In the U.S. it has been sarcastically noted that “winning isn’t everything; it’s the only thing.” We use that maxim in sports, but they honor it in all parameters at all times. They regularly lie, cheat and steal; they fight to the death rather than surrender, despite overwhelming odds. Islam teaches that surrender isn’t an option. Recall that before “Charlie Wilson’s War” Afghans fought Hind Helicopters with Enfield rifles while children threw rocks. A truce is allowable if it serves a purpose: recovery from battle, rearming, or reconnoitering, but resumption of conflict is required victory is assured. It is dishonorable and verboten to leave the field. Hence there is unending conflict, and this has prohibited progress in their societies for centuries. They are constantly at war with someone.
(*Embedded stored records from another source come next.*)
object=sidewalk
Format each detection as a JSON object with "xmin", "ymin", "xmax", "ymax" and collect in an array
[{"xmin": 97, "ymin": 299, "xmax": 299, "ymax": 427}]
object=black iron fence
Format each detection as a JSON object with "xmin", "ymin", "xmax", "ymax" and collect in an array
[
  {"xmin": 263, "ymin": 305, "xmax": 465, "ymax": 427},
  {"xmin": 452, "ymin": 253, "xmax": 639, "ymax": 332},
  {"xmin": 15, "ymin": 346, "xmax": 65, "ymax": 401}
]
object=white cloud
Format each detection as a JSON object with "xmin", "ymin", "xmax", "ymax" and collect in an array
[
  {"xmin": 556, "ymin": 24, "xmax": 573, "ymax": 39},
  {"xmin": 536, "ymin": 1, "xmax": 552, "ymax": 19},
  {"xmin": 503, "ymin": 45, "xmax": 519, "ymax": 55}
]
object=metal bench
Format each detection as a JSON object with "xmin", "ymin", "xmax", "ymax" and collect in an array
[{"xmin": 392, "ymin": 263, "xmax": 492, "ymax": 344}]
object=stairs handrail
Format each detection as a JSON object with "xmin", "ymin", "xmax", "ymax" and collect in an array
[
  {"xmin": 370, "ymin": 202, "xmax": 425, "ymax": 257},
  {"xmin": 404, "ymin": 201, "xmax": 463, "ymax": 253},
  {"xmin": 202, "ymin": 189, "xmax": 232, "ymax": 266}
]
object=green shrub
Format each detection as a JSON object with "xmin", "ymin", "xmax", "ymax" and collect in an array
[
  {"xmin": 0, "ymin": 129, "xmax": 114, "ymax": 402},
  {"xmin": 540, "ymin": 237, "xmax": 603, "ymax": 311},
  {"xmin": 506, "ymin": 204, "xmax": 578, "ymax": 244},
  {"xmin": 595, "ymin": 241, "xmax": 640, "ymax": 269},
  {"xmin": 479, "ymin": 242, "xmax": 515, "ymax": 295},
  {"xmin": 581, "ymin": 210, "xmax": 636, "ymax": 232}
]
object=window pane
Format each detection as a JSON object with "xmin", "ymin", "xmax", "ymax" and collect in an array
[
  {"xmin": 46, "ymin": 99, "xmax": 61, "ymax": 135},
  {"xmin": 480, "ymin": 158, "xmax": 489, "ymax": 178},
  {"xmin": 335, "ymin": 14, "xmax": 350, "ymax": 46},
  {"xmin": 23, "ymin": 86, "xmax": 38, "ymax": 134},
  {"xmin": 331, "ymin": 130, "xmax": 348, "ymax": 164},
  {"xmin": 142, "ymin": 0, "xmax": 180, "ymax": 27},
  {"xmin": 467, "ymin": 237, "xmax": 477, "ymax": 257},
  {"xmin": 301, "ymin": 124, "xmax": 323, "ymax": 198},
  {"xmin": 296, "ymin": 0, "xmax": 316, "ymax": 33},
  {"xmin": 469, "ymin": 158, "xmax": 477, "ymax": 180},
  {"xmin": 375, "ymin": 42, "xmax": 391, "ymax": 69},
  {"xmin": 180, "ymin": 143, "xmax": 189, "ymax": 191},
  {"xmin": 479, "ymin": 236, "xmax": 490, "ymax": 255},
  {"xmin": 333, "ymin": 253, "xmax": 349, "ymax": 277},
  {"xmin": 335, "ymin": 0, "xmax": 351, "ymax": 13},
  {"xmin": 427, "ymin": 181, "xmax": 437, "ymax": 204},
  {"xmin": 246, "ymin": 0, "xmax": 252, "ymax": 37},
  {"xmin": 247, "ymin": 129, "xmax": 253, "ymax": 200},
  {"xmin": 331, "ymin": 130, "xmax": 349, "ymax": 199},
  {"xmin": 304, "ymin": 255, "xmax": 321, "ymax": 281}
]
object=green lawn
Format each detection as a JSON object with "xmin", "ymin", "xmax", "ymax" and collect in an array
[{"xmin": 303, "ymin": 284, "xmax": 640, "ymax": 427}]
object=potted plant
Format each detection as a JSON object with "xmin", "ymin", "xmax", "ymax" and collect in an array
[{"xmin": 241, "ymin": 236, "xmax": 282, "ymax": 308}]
• In the world of the past half century or so, two-thirds of global conflicts involve Islamic countries, either against other Islamic countries or the rest of the world. Eighty 80 percent of those conflicts are violent, and half are full scale wars. Quietude exists only when it is imposed by a dominant regime (e.g. Hussein, Mubarak, or the Saudis)
• Illiteracy in the Muslim world is nearly 50%, and most of the educated are taught in the West. When they return home they seldom find employment outside government since there is no industry. Average output of the Arab world per million inhabitants is 2% of that in industrialized nations.
• The GNP of the entire Muslim Mideast is about equal to that of South Korea, and most of that is derived from oil, found by the West, processed by Western technology, and used in large measure by the West, with Western supervision. The incredible sums taken in by the sale of oil are used by the state to suppress the peasantry, reward the brethren, and make war on each other and the world.
• Rather than study and correct the problems, they seek someone to blame; usually the West.
The Israeli-Palestinian conflict is not over land! Muslims believe Allah has ordained Islamic rule, and it is the duty of Muslims to enforce that principle. A secular, pragmatic solution has no appeal; similarly so with the rest of the world.

There have, indeed, been periods of European imperial disruption, but these have come and gone without displacing tribal society and its balanced opposition. “It is to the [culture] that we must look to understand the current circumstances and difficulties of the Arab Middle East. The lesson is that in the Arab world, [as everywhere else], culture matters” . . . multiculturalist beliefs notwithstanding.

I could go on, but ‘twould be more rewarding and informative if you just read the book. Highly recommended!